Abstract

A 51 year old man presented with a short history of severe upper abdominal pain and vomiting. An initial chest radiograph demonstrated gas in the right subphrenic space and a subsequent CT scan demonstrated a hernia through the mid-part of the right hemi-diaphragm, containing small bowel and omentum. A detailed history revealed that there had been trauma to the right side of the chest approximately 12 years previously. An emergency laparoscopy revealed a right sided diaphragmatic hernia containing non-viable small bowel and omentum. After converting to a small midline laparotomy, a small bowel resection and primary anastomosis was performed. The patient was discharged from hospital 12 days later. In any patient presenting with symptoms of upper abdominal pain, with a prior history of trauma, the diagnosis of diaphragmatic hernia should therefore be considered.

INTRODUCTION

Patients are commonly admitted to hospital under the care of the surgical team with upper abdominal pain. This case report highlights the importance of taking a detailed past medical history in order to make an early accurate diagnosis, as what may initially appear to be a common presenting complaint may arise from an uncommon and potentially very serious pathology.

CASE PRESENTATION

A 51 year old previously fit and well man presented to the emergency department with sudden onset of severe epigastric pain and vomiting. The pain was described as sharp and constant, of 3 hours duration, and radiated to his right shoulder. It was unremitting, and he had not experienced it previously, although there was a vague history of a minor road traffic accident approximately 12 years earlier.

On examination he was alert and orientated, although clearly in significant pain. He was tachypnoeic (23rpm) and tachycardic (96bpm). Cardiovascular and respiratory examinations were otherwise unremarkable. His abdomen was soft and not distended but was tender in the right upper quadrant and epigastrium.

Investigations demonstrated a mildly elevated white blood cell count, with the rest of the blood tests normal. An erect chest x-ray showed an area of increased opacification in the right lower zone, with gas in the right subphrenic space which was reported to be Chilaiditi’s syndrome. (Figure 1)

Chest radiograph taken shortly after admssion
Figure 1

Chest radiograph taken shortly after admssion

An unusual gas pattern was noted in the right lower zone, raising the suspicion of a small bowel diaphragmatic hernia, perhaps through the Foramen of Morgagni. Following initial resuscitation the patient underwent a CT scan. This confirmed a hernia through the mid part of the right hemi-diaphragm, containing omentum and loops of small bowel. (Figure 2)

CT scan of chest & abdomen demonstrating diaphragmatic hernia
Figure 2

CT scan of chest & abdomen demonstrating diaphragmatic hernia

The patient was taken to theatre, and a 3 port laparoscopy was performed. Initial findings were of dilated small bowel overlying the liver, and a diaphragmatic hernial defect visualised to the right of the falciform ligament. Omentum and small bowel was noted entering the defect. (Figure 3)

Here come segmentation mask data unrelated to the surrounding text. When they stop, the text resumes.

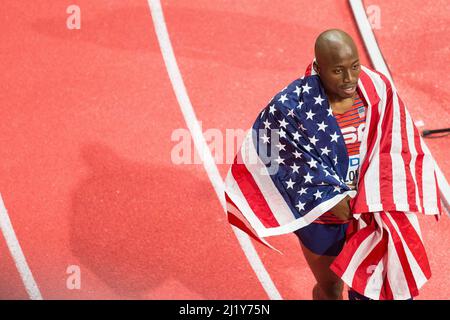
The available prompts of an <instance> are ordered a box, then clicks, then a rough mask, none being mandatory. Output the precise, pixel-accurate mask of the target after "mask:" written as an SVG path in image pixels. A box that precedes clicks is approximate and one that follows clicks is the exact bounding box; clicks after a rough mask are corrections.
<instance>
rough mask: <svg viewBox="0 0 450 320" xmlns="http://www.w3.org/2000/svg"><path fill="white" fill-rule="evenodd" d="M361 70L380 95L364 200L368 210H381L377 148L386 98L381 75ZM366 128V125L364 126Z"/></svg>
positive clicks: (380, 137)
mask: <svg viewBox="0 0 450 320" xmlns="http://www.w3.org/2000/svg"><path fill="white" fill-rule="evenodd" d="M363 70H364V71H365V72H366V73H367V75H368V76H369V78H371V80H372V83H373V85H374V87H375V90H376V92H377V95H378V96H379V97H381V99H380V102H379V103H378V114H379V115H380V116H379V121H378V127H377V138H376V140H375V144H374V147H373V150H372V152H371V154H370V155H369V159H371V162H370V165H369V167H368V168H367V172H366V176H365V179H364V188H365V189H366V190H367V192H366V201H367V205H368V207H369V210H370V211H379V210H381V209H382V208H381V196H380V156H379V151H380V150H379V148H380V139H381V124H382V122H383V117H384V111H385V109H386V99H383V97H385V96H386V85H385V84H384V82H383V80H382V79H381V77H380V76H379V75H378V74H376V73H375V72H372V71H370V70H369V69H367V68H364V67H363ZM366 128H367V126H366Z"/></svg>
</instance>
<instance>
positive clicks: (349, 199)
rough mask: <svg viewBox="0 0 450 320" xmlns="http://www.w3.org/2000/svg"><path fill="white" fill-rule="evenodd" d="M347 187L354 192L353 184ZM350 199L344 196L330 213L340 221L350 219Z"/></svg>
mask: <svg viewBox="0 0 450 320" xmlns="http://www.w3.org/2000/svg"><path fill="white" fill-rule="evenodd" d="M347 186H349V187H350V189H352V190H355V189H356V187H355V185H354V184H347ZM350 199H351V198H350V197H349V196H346V197H345V198H344V199H342V200H341V201H340V202H339V203H338V204H337V205H335V206H334V207H333V208H332V209H331V210H330V212H331V213H332V214H334V215H335V216H336V217H338V218H339V219H341V220H348V219H351V218H352V213H351V211H350Z"/></svg>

Small bowel & omentum seen entering hernial defect
Figure 3

Small bowel & omentum seen entering hernial defect

The edges of the hernial defect were enlarged and the small bowel and omentum reduced with difficulty. A segment of approximately 15cm of small bowel and most of the omentum were non-viable. (Figure 4)

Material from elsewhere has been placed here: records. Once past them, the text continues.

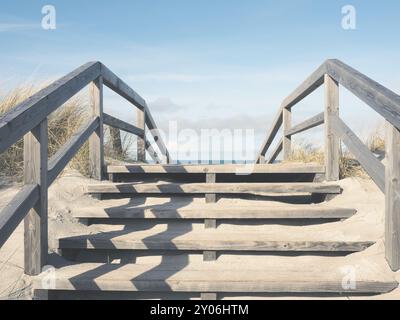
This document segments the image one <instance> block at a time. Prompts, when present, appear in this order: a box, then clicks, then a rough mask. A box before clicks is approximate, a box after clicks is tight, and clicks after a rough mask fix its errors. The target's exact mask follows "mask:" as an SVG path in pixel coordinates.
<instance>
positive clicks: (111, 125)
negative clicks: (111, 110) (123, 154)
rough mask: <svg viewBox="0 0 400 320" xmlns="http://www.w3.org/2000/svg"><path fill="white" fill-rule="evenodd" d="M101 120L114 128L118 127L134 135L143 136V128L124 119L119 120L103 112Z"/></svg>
mask: <svg viewBox="0 0 400 320" xmlns="http://www.w3.org/2000/svg"><path fill="white" fill-rule="evenodd" d="M103 122H104V124H106V125H108V126H111V127H114V128H118V129H120V130H122V131H125V132H128V133H132V134H134V135H136V136H141V137H143V136H144V130H143V128H139V127H135V126H134V125H131V124H129V123H127V122H125V121H122V120H119V119H117V118H114V117H113V116H110V115H109V114H107V113H104V114H103Z"/></svg>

Necrotic small bowel removed from chest cavity
Figure 4

Necrotic small bowel removed from chest cavity

The chest cavity was examined via the hernial defect, and no hernial sac was present. The right lung was healthy but collapsed. (Figure 5) In view of the findings, a laparotomy, via a small upper midline incision, was performed. The necrotic segments of bowel and omentum were resected, and a primary anastomosis performed. A 24-gauge chest drain was inserted via the hernial defect, and the diaphragm closed with interrupted 1-nylon sutures. The abdominal incision was closed in layers.

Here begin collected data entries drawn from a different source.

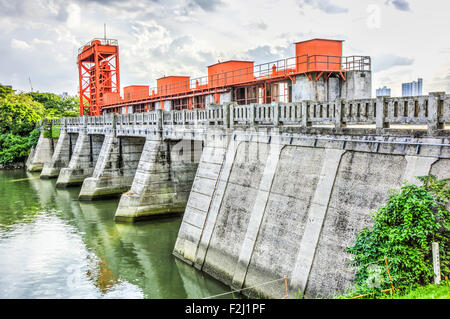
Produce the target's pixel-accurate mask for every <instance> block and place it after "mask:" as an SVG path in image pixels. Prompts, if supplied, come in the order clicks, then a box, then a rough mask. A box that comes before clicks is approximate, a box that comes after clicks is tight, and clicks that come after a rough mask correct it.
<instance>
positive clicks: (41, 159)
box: [27, 133, 58, 172]
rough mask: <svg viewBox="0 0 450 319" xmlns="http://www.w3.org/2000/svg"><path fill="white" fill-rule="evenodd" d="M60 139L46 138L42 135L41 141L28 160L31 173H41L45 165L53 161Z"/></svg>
mask: <svg viewBox="0 0 450 319" xmlns="http://www.w3.org/2000/svg"><path fill="white" fill-rule="evenodd" d="M57 142H58V139H52V138H47V137H44V134H43V133H41V135H40V136H39V140H38V142H37V144H36V146H35V147H34V151H33V152H32V156H31V157H30V158H29V160H27V170H28V171H29V172H40V171H42V168H43V167H44V164H45V163H47V162H49V161H50V160H51V159H52V156H53V151H54V149H55V145H56V143H57Z"/></svg>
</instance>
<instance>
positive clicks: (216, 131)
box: [30, 79, 450, 298]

Diaphragmatic hernia defect. The right lung can be visualised through the defect
Figure 5

Diaphragmatic hernia defect. The right lung can be visualised through the defect

Post operatively the patient was transferred to ITU for ventilation, and he was successfully extubated the following day and the chest drain removed. Post operative recovery was complicated by a paralytic ileus and persistent right basal consolidation and effusion. The ileus was managed conservatively with normal bowel function returning on day 8. The chest changes resolved with conservative management. The patient was discharged home well on day 13.

DISCUSSION

Diaphragmatic herniae are well described following blunt thoraco-abdominal trauma, with an incidence of up to 5% (1,2). A Medline search revealed only very limited results describing cases with such a delay in diagnosis (3,4), however no such case could be found for a similar strangulated right sided hernia, using a laparoscopic approach to repair.

This case study demonstrates that due to the possible asymptomatic nature of diaphragmatic injuries, the diagnosis can be easily missed or delayed, with potential for serious sequelae, This diagnosis should therefore be considered in any patient with upper abdominal pain and a prior history of trauma. This further highlights the importance of accurate history taking, as patients presenting with what initially appear to be common complaints may actually have an uncommon and potentially serious pathology.